Dès le IX° siècle Barr devient le chef-lieu de la Seigneurie éponyme, qui regroupait plusieurs villages alentour. Par la suite cette Seigneurie fut intégrée au Saint Empire Romain Germanique avant d’être cédée par l’Empereur Maximilien à son secrétaire Nicolas Ziegler en 1522. A partir de 1525, Nicolas Ziegler porta le titre de Seigneur de Barr et fit prospérer ce petit bourg durant plusieurs décennies. En 1525, les habitants de Barr participèrent à la Guerre des Paysans et vers 1545, sous l’influence des fils Ziegler, la Seigneurie choisit d’épouser les thèses de la Réforme et devint protestante jusqu’à la fin du XVIII°. En 1566, les fils de Nicolas Ziegler vendirent la Seigneurie à la ville de Strasbourg, qui nomma un bailli qui fut chargé d’administrer Barr et ses villages environnants.

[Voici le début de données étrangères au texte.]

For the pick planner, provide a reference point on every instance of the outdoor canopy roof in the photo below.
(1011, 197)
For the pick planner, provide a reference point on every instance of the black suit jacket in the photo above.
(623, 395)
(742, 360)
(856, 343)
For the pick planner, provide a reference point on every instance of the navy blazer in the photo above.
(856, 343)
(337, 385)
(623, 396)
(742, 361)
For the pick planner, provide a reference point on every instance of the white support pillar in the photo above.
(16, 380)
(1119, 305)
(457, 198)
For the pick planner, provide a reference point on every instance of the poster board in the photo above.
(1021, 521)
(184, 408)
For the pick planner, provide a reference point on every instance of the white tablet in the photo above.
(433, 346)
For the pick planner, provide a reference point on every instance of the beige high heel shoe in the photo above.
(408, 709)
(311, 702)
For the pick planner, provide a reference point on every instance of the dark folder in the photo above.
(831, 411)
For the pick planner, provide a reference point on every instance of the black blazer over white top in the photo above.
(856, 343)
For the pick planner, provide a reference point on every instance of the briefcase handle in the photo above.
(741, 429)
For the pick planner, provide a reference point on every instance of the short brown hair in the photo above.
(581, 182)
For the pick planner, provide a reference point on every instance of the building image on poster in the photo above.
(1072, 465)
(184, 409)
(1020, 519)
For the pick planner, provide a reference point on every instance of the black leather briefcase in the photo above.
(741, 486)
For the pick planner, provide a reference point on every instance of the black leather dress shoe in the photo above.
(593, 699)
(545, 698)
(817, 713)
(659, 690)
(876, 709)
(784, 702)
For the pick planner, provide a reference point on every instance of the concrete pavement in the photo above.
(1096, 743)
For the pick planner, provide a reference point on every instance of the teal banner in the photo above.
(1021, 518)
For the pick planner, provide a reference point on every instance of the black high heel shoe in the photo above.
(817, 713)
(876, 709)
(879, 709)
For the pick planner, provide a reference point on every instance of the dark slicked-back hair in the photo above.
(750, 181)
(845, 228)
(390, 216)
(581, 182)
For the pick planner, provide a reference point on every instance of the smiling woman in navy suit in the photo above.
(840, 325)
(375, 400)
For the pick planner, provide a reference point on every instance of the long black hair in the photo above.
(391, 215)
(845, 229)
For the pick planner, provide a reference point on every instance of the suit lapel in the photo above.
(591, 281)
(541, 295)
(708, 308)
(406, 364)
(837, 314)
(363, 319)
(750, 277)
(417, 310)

Le XVII° siècle fut appelé « temps des calamités » par les historiens locaux tant la période fut néfaste pour Barr et sa région : la Guerre des Evêques (fin du XVI°), la Guerre de Trente Ans, la guerre contre la Maison d’Autriche se succédèrent avec leur cortège de destructions, de misères, d’épidémies.
Le XVIII° siècle fut une période d’ordre et de prospérité. La Révolution Française mit fin à la domination de Strasbourg et, après le nouveau découpage administratif, Barr devint chef-lieu de canton.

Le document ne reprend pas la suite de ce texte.